Xie Yue, Jing Zehua, Pan Hailin, Xu Xun, Fang Qi
College of Life Sciences, University of Chinese Academy of Sciences, Beijing, 100049, China.
BGI Research, Shenzhen, 518083, China.
BMC Bioinformatics. 2025 Apr 15;26(1):104. doi: 10.1186/s12859-025-06112-5.
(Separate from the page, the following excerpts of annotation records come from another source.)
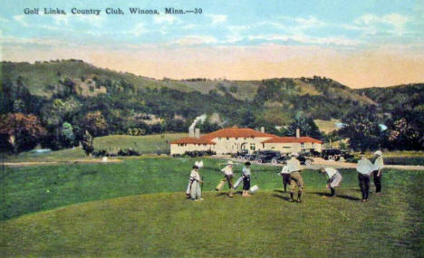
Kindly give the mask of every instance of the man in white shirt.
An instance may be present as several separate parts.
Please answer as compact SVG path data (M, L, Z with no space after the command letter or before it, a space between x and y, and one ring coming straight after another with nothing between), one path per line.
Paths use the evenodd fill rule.
M284 186L284 193L287 193L287 185L290 185L290 172L287 165L283 167L281 172L279 172L281 177L283 177L283 186Z
M250 162L245 163L245 167L243 167L242 175L243 175L243 193L242 196L246 197L249 196L249 189L250 189Z
M198 167L193 166L193 170L190 173L190 197L193 201L203 201L202 189L200 184L203 183L200 174L198 174Z
M233 189L234 189L234 172L233 172L233 161L229 160L226 163L226 166L221 169L221 172L224 173L224 179L215 188L217 191L219 191L224 182L226 181L228 183L228 196L233 197Z
M342 185L342 177L340 172L332 167L321 167L320 168L321 174L327 174L328 180L327 180L327 188L330 188L331 195L330 196L332 197L335 196L335 187L338 187ZM323 196L325 197L325 196Z
M297 202L302 203L302 190L304 189L304 178L301 175L301 166L297 159L299 155L292 153L292 158L287 161L287 169L290 173L290 197L294 202L294 191L297 188Z
M373 179L374 179L374 186L375 186L375 194L380 196L381 194L381 177L382 173L381 170L384 167L384 161L382 159L382 153L381 150L377 150L374 152L376 156L376 159L374 161L373 167Z
M362 203L368 201L368 196L370 193L370 174L373 170L372 163L365 158L365 156L362 155L361 160L358 161L358 167L356 167L356 171L358 171L358 181L361 187L361 192L362 193Z

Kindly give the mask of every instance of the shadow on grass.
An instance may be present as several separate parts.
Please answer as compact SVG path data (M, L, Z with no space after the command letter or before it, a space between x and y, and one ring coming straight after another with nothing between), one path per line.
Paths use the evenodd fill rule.
M317 196L327 196L327 197L330 197L330 194L329 194L329 193L312 192L311 194L317 195ZM335 196L334 197L335 197L335 198L342 198L342 199L351 200L351 201L359 201L359 200L361 200L360 198L355 197L355 196L344 196L344 195L337 195L337 194L336 194L336 196Z
M289 193L288 191L284 192L284 190L278 190L278 189L274 190L274 192L282 193L282 194L288 194Z
M277 194L274 194L273 196L283 199L283 200L284 200L286 202L289 202L289 203L290 203L290 200L291 200L290 197L288 197L288 196L280 196L280 195L277 195Z

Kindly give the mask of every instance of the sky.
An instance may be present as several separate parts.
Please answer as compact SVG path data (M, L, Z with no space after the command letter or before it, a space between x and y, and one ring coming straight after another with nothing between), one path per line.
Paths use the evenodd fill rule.
M424 0L4 2L3 61L82 59L157 79L319 75L351 88L424 81ZM201 14L165 14L171 7ZM39 14L25 14L34 8Z

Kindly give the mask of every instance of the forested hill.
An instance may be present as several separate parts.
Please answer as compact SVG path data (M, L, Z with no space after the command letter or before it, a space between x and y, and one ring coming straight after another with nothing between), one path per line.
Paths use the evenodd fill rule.
M156 80L78 60L2 62L0 69L0 116L39 125L46 131L45 142L56 148L78 142L86 130L93 136L187 131L202 114L207 117L201 125L203 132L219 127L265 126L287 135L275 128L289 128L302 119L349 120L346 117L357 110L372 110L376 122L384 123L390 119L384 115L388 110L402 108L410 100L417 106L423 103L422 84L388 88L386 92L381 88L352 90L319 76ZM0 128L0 140L2 129L4 138L10 134Z
M424 110L424 83L365 88L355 91L379 103L385 111L396 109Z

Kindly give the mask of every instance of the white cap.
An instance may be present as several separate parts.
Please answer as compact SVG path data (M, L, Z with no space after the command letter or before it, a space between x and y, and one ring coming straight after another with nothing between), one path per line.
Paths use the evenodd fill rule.
M381 150L377 150L376 152L374 152L374 154L378 156L382 156L382 153Z

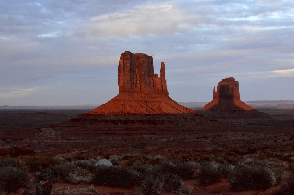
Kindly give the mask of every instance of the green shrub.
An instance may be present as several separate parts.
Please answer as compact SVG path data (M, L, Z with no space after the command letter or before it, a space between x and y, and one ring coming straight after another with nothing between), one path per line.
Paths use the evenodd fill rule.
M29 180L28 171L19 166L0 167L0 184L5 191L11 193L21 188L27 188Z
M203 163L199 169L198 176L203 185L219 181L224 170L223 166L215 161Z
M126 168L98 166L94 170L91 183L128 188L137 184L139 178L135 171Z

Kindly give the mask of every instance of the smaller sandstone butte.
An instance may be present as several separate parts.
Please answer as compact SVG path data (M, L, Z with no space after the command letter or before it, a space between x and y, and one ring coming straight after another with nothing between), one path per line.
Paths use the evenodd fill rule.
M126 51L121 55L118 75L119 94L85 115L177 114L195 113L168 97L164 62L161 77L154 73L153 58Z
M222 79L216 92L213 87L213 99L201 110L209 110L227 111L256 110L240 99L239 84L233 77Z

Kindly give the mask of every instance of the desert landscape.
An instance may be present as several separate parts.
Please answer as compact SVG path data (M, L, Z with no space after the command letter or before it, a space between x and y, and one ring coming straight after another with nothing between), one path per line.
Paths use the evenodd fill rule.
M248 105L230 77L193 110L168 96L161 67L161 78L152 57L123 53L119 94L92 110L3 107L2 193L292 193L294 110Z
M294 1L0 16L0 195L294 194Z

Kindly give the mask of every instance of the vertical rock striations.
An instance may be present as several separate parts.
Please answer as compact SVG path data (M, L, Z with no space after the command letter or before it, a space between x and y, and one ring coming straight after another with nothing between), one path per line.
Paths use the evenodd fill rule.
M162 62L161 77L154 73L153 59L144 54L125 52L118 63L119 94L84 114L195 113L168 97L165 69Z
M239 85L233 77L222 79L215 91L213 87L213 99L200 110L240 111L255 110L240 99Z

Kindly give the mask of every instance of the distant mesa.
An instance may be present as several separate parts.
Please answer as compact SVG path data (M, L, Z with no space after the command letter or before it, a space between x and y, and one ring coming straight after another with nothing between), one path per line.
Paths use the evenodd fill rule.
M222 79L218 83L216 92L213 87L213 99L201 110L209 110L225 111L242 111L256 110L241 100L239 84L233 77Z
M153 59L126 51L121 55L118 75L119 94L86 115L195 113L168 97L164 62L161 77L154 73Z

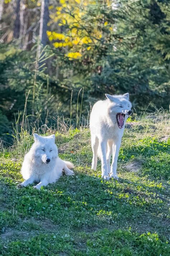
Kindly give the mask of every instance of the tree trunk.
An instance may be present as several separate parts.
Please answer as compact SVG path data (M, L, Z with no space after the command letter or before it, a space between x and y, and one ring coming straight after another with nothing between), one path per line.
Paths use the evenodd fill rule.
M3 13L3 7L4 5L4 1L3 0L0 1L0 21L2 19L2 16Z
M15 8L15 19L14 23L14 37L19 38L20 30L20 0L16 0L16 5Z
M49 19L49 0L42 0L39 28L39 37L41 43L44 46L46 45L47 41L47 23Z

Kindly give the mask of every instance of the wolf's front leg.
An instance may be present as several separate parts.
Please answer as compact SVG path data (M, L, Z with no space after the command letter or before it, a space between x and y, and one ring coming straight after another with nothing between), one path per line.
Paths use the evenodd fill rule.
M101 141L100 147L101 152L101 176L104 180L109 180L109 174L108 173L108 163L106 158L106 148L107 141Z
M29 178L27 180L25 180L24 181L23 181L23 182L22 182L22 183L20 183L20 184L18 184L18 185L17 185L17 188L22 188L23 187L26 187L26 186L28 186L28 185L29 184L31 184L32 183L33 183L34 181L34 179L33 177L31 177L30 178Z
M118 179L117 176L117 165L118 156L121 147L121 139L116 142L114 142L113 144L113 160L110 167L110 178Z
M45 178L41 179L41 181L39 183L38 183L36 186L34 186L33 188L36 188L37 189L39 190L42 186L47 186L49 183L48 180Z

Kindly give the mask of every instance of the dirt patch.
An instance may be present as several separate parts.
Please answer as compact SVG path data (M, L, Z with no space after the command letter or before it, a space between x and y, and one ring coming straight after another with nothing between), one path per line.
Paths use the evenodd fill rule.
M1 238L4 240L15 240L20 238L22 239L35 235L35 232L20 231L15 229L8 229L1 235Z
M66 142L64 144L62 145L61 147L58 148L58 153L60 154L63 154L64 153L67 152L68 151L68 149L69 148L70 146L69 142Z
M124 165L123 167L128 171L137 172L141 169L142 162L141 160L135 160L129 163Z
M170 136L169 135L165 135L165 136L161 137L161 138L160 139L160 142L167 142L170 137Z

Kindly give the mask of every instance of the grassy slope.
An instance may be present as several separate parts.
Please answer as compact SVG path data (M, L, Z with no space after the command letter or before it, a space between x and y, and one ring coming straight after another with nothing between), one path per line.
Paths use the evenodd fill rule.
M103 180L100 163L91 170L88 129L57 134L60 157L74 163L75 175L39 191L16 189L22 158L11 158L20 145L6 152L0 166L0 254L169 255L167 118L157 113L127 123L118 181Z

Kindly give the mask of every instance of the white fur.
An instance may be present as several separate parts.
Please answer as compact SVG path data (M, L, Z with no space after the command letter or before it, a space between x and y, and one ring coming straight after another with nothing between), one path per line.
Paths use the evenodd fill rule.
M73 175L69 168L74 168L70 162L63 161L58 155L58 149L55 144L55 135L42 137L34 134L34 143L25 156L21 173L25 180L18 185L26 187L34 182L38 184L33 187L39 189L42 186L55 182L62 175ZM47 161L50 160L48 163Z
M93 154L91 169L96 170L98 155L101 160L102 177L106 180L111 178L118 179L118 155L128 117L128 111L131 110L132 104L129 101L128 93L123 95L105 95L107 99L97 102L93 106L90 115L90 127ZM126 115L121 129L119 128L116 120L118 113ZM112 154L113 160L110 166Z

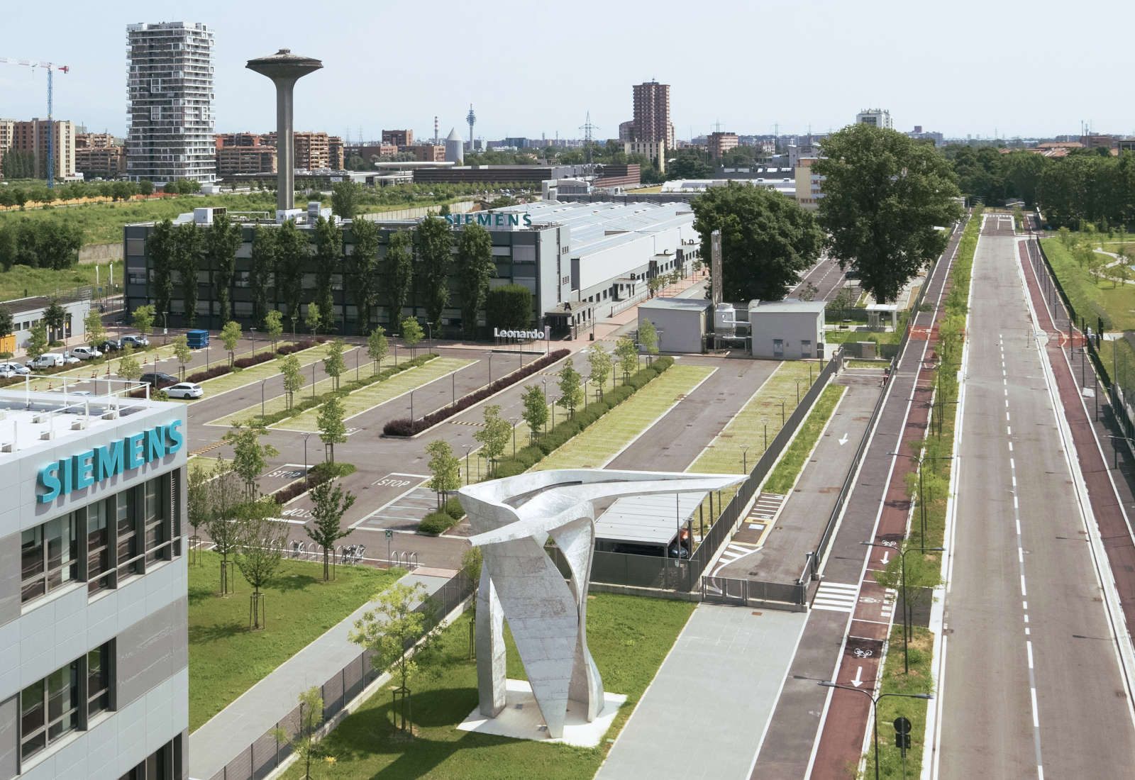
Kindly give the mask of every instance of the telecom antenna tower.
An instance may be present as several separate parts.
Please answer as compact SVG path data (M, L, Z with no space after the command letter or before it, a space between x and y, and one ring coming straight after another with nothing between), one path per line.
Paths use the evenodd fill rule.
M587 121L579 126L579 129L583 130L583 154L587 164L591 164L591 130L599 129L598 125L591 124L591 112L587 112Z

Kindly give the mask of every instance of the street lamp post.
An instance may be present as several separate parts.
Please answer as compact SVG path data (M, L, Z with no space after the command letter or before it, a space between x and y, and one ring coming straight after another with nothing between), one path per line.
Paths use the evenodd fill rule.
M923 477L923 467L922 467L923 460L953 460L953 456L952 455L924 455L922 457L918 457L917 455L907 455L905 452L888 452L888 455L894 455L894 456L898 456L900 458L910 458L916 464L918 464L918 503L920 505L918 514L920 516L920 531L922 531L922 536L919 537L919 542L922 542L923 544L925 544L926 543L926 501L925 501L925 495L926 494L923 492L923 478L922 478Z
M907 651L908 651L908 642L907 642L907 633L908 633L908 624L907 624L907 609L908 609L908 604L907 604L907 553L910 552L911 550L917 550L918 552L945 552L945 548L907 548L906 550L902 550L900 552L899 550L896 550L894 548L892 548L890 544L878 544L877 542L859 542L859 544L863 544L864 546L868 546L868 548L886 548L888 550L892 550L892 551L899 553L899 566L901 567L900 579L899 579L899 590L902 591L902 673L903 675L909 675L910 673L910 663L909 663L909 660L907 658ZM913 624L914 620L911 619L910 622ZM913 630L914 626L909 626L909 629Z
M852 688L848 685L839 685L832 680L824 680L819 684L825 688L840 688L841 690L855 690L860 693L871 700L871 718L875 723L875 780L878 780L878 702L886 696L897 696L901 698L922 698L930 701L934 698L934 694L880 694L878 696L872 696L869 690L864 688Z

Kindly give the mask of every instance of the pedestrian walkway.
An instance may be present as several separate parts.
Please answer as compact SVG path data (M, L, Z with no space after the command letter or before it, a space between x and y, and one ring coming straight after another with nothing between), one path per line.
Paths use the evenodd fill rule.
M806 617L700 604L596 780L745 777Z
M398 583L411 587L421 583L434 595L455 574L446 569L418 569ZM373 609L373 602L328 629L190 735L190 777L209 780L222 771L229 761L292 712L302 692L322 685L359 658L362 651L350 635L354 621L368 609Z

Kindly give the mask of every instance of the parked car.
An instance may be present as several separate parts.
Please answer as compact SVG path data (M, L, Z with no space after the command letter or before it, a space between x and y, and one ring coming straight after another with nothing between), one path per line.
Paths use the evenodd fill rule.
M78 363L78 359L75 361ZM44 353L26 363L28 368L54 368L67 363L67 358L60 353Z
M201 398L205 395L205 391L201 389L200 384L178 382L173 387L166 388L166 395L170 398Z
M153 371L142 374L138 381L152 385L154 389L165 389L170 384L177 384L176 376L170 376L169 374L162 373L160 371Z

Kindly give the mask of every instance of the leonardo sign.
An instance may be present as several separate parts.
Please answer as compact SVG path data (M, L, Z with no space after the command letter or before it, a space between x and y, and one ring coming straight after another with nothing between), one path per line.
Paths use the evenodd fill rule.
M180 427L182 421L175 419L168 425L132 433L103 447L49 463L40 468L39 483L47 490L39 494L40 503L53 501L61 494L90 488L124 470L140 468L151 460L177 452L185 443L185 434L178 430Z
M548 332L548 325L544 325L544 330L501 330L499 328L493 329L493 338L495 339L547 339L550 338Z

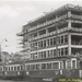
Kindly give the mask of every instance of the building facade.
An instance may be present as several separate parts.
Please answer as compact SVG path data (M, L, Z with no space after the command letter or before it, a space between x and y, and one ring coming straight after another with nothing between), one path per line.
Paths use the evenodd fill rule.
M32 69L75 69L77 59L65 57L82 55L82 7L66 4L30 21L17 35L30 44L30 60L37 60Z

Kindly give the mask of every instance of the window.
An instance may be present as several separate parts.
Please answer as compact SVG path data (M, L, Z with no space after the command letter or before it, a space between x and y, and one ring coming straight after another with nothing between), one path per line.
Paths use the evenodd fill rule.
M28 65L28 66L26 66L26 70L30 70L30 65Z
M17 66L17 71L20 70L20 66Z
M46 58L46 51L44 51L44 58Z
M40 48L42 47L42 44L40 44L40 42L38 42L38 48Z
M59 69L59 62L52 62L52 69Z
M47 50L47 57L49 57L49 50Z
M11 71L13 71L13 67L11 67Z
M63 69L62 62L60 62L60 69Z
M65 55L68 55L68 48L65 48Z
M35 49L35 50L37 49L37 43L35 43L35 47L34 47L34 49Z
M50 46L50 44L49 44L49 39L47 39L47 46Z
M43 51L42 51L42 58L43 58Z
M46 40L44 40L44 47L46 47Z
M50 38L50 46L52 46L52 38Z
M47 69L51 69L51 63L47 63Z
M46 63L42 63L42 69L46 69Z
M61 48L61 56L63 56L63 48Z
M39 70L39 65L36 65L36 69Z
M10 71L10 67L9 67L9 71Z
M43 42L40 42L40 46L42 46L42 48L43 48Z
M75 60L72 60L72 69L75 69Z
M68 35L65 35L65 44L68 44Z
M61 36L61 44L63 44L63 36Z
M56 45L56 38L54 38L54 45Z
M52 50L50 50L50 57L52 57Z
M54 49L54 57L56 57L56 49Z
M23 70L23 66L21 66L21 70Z
M58 54L59 54L59 56L61 56L61 55L60 55L60 49L58 49Z
M14 71L16 71L16 67L14 67Z
M59 44L61 44L61 43L60 43L60 37L58 37L58 45L59 45Z

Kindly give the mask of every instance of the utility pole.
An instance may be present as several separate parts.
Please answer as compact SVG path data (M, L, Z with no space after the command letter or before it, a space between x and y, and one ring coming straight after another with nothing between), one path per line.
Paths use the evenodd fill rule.
M1 40L1 43L0 43L0 61L2 61L1 44L2 44L3 40L7 42L7 38L3 38L3 39Z

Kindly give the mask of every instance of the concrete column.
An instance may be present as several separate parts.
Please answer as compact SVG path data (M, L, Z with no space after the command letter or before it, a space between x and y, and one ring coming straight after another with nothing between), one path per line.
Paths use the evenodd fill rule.
M71 11L68 11L68 17L69 19L71 17Z
M71 28L71 20L70 20L70 17L71 17L71 11L68 11L68 28Z
M71 34L68 35L68 54L71 55Z

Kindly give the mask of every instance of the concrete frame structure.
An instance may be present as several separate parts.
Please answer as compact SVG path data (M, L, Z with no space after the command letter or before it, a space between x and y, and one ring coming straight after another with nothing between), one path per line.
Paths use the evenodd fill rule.
M37 60L42 65L39 68L43 63L55 61L59 62L59 69L61 66L67 68L65 57L82 55L82 7L66 4L30 21L17 35L23 36L24 44L30 43L30 60ZM24 50L27 50L27 46ZM77 68L75 58L70 62L71 68Z

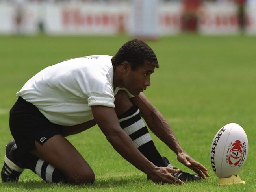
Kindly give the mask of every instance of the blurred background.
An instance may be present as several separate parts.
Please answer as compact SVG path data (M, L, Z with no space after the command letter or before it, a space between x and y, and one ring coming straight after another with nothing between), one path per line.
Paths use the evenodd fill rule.
M256 0L0 0L0 34L256 34Z

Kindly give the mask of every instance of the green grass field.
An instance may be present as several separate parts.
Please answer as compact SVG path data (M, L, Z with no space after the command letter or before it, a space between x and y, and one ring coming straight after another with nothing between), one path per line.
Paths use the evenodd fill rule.
M130 39L125 36L0 36L0 158L3 160L4 145L12 139L9 111L17 99L16 92L29 78L67 59L113 55ZM256 191L256 37L187 35L147 42L160 67L145 94L167 119L182 146L207 167L211 177L183 186L147 181L145 174L115 152L95 126L67 138L94 170L94 184L47 183L26 170L19 183L1 182L0 191ZM210 160L211 144L217 131L232 122L241 125L248 138L249 155L239 174L246 184L219 186ZM162 155L189 171L152 136Z

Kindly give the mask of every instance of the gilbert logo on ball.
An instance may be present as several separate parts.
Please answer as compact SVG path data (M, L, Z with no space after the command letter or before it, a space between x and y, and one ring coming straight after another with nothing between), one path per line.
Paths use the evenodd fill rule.
M238 124L226 125L217 133L211 143L211 167L220 178L236 175L245 162L248 140L245 132Z

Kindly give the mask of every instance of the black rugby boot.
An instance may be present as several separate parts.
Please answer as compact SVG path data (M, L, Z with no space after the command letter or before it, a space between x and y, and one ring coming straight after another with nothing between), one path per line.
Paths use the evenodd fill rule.
M178 168L174 167L170 163L168 160L165 157L163 157L163 162L167 167L169 167L171 169L178 169ZM194 175L190 174L189 173L184 172L180 170L178 173L175 174L171 174L176 178L177 178L184 182L188 181L193 181L200 180L201 179L201 177L198 175Z
M9 141L6 146L6 155L4 166L1 172L1 177L3 182L18 182L20 175L24 170L20 162L13 160L13 151L17 149L14 140Z

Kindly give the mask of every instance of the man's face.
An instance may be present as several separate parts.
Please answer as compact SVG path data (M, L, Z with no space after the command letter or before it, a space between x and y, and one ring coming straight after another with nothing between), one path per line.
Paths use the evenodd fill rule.
M134 95L138 95L150 86L150 76L154 73L155 66L148 61L133 71L129 68L124 78L124 87Z

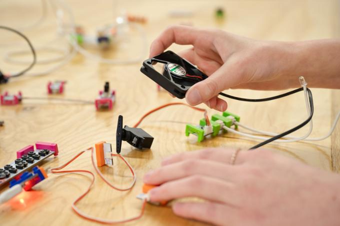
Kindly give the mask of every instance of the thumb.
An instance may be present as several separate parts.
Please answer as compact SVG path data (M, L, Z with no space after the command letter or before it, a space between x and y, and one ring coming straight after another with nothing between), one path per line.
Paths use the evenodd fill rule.
M231 67L224 64L208 78L194 85L186 92L186 102L190 105L196 105L238 85L241 78L233 73Z

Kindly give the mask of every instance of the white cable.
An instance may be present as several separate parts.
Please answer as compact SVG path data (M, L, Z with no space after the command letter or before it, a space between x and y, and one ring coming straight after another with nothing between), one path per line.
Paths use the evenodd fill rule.
M0 204L5 203L22 191L20 184L16 185L0 194Z
M332 127L330 129L330 131L328 132L323 137L315 137L315 138L307 138L304 139L306 141L320 141L322 140L324 140L325 139L327 138L328 137L330 136L334 131L334 130L336 128L336 124L338 123L338 122L339 121L339 119L340 119L340 111L339 111L338 113L338 115L336 115L336 119L334 120L333 121L333 124L332 126ZM256 133L260 134L263 134L263 135L266 135L268 136L276 136L278 134L278 133L272 133L270 132L266 132L266 131L264 131L263 130L258 130L256 129L254 129L251 127L249 127L248 126L246 126L242 123L240 123L238 122L234 122L234 124L236 125L237 125L238 126L240 126L240 127L244 128L246 129L247 129L248 130L250 130L250 131L254 132L254 133ZM290 138L290 139L294 139L296 138L296 137L294 137L293 136L286 136L284 137L286 138Z
M60 49L56 47L54 47L52 46L42 46L40 48L36 48L36 52L37 54L38 54L38 52L39 51L54 52L56 53L58 55L54 57L37 60L37 64L48 64L60 61L60 60L64 59L65 57L66 57L70 53L69 49ZM30 63L32 60L22 59L20 60L16 59L15 58L14 58L14 57L18 56L18 55L24 55L28 54L32 54L30 50L9 51L5 53L4 55L4 59L8 63L18 64L26 64Z
M310 107L308 104L308 93L307 93L307 89L306 89L306 83L302 84L302 87L304 88L304 101L306 105L306 109L307 110L307 113L308 115L309 115L310 114ZM240 124L240 123L238 122L236 122L236 120L234 120L234 119L232 120L233 123L235 124L236 125L240 125L241 127L242 127L244 128L245 128L247 129L248 129L249 130L252 131L252 132L254 132L256 133L260 133L261 134L264 134L264 135L266 135L268 136L276 136L278 135L278 134L275 134L274 133L269 133L269 132L266 132L265 131L257 131L256 130L252 129L252 128L251 128L250 127L246 127L246 126L244 126L242 124ZM310 134L312 133L312 131L313 129L313 123L312 121L311 120L310 121L310 129L308 131L308 132L304 135L304 136L302 136L302 137L291 137L291 136L286 136L284 137L284 138L292 138L291 139L288 140L280 140L280 139L278 139L274 141L273 141L273 142L277 142L277 143L290 143L290 142L294 142L296 141L298 141L300 140L304 140L306 139L308 136ZM236 130L235 130L234 129L231 129L229 127L228 127L226 126L223 126L223 128L225 129L226 130L230 132L231 133L235 133L236 134L238 134L240 136L244 136L244 137L246 137L250 138L252 139L255 139L256 140L267 140L268 139L268 138L266 137L260 137L259 136L255 136L253 135L252 134L249 134L248 133L242 133L241 132L238 131ZM264 132L264 133L261 133L260 132Z

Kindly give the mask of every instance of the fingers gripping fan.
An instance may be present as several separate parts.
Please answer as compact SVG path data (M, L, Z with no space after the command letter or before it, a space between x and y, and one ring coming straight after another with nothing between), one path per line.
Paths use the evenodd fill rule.
M162 73L153 65L164 64ZM195 83L208 78L188 61L171 51L167 51L143 62L140 71L176 97L182 99Z

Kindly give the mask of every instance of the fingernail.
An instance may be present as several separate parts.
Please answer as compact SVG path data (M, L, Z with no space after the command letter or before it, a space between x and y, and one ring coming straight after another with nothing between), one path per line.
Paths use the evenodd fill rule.
M201 103L202 98L198 90L196 88L192 88L188 92L186 100L189 104L196 105Z
M158 193L159 190L160 188L157 187L152 189L148 192L149 197L152 198L152 196L156 195L157 193Z

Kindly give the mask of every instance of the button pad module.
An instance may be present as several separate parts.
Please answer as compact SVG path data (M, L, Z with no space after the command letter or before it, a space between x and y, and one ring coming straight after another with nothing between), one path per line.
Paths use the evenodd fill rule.
M18 151L16 159L0 168L0 187L49 157L58 154L56 144L37 142L36 146L36 150L30 145Z

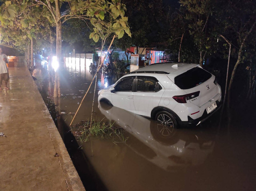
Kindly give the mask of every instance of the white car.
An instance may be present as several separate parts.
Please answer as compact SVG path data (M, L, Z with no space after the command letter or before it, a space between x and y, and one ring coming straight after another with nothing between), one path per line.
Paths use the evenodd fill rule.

Single-cell RNA sequencing allows for the exploration of transcriptomic features at the individual cell level, but the high dimensionality and sparsity of the data pose substantial challenges for downstream analysis. Feature selection, therefore, is a critical step to reduce dimensionality and enhance interpretability.
We developed a robust feature selection algorithm that leverages optimized locally estimated scatterplot smoothing regression (LOESS) to precisely capture the relationship between gene average expression level and positive ratio while minimizing overfitting. Our evaluations showed that our algorithm consistently outperforms eight leading feature selection methods across three benchmark criteria and helps improve downstream analysis, thus offering a significant improvement in gene subset selection.
By preserving key biological information through feature selection, GLP provides informative features to enhance the accuracy and effectiveness of downstream analyses.
单细胞RNA测序能够在单个细胞水平上探索转录组特征,但数据的高维度和稀疏性给下游分析带来了巨大挑战。因此,特征选择是降低维度和增强可解释性的关键步骤。
我们开发了一种强大的特征选择算法,该算法利用优化的局部估计散点图平滑回归(LOESS)来精确捕捉基因平均表达水平与阳性率之间的关系,同时将过拟合降至最低。我们的评估表明,在三个基准标准上,我们的算法始终优于八种领先的特征选择方法,并有助于改进下游分析,从而在基因子集选择方面有显著提升。
通过特征选择保留关键生物学信息,GLP提供了信息丰富的特征,以提高下游分析的准确性和有效性。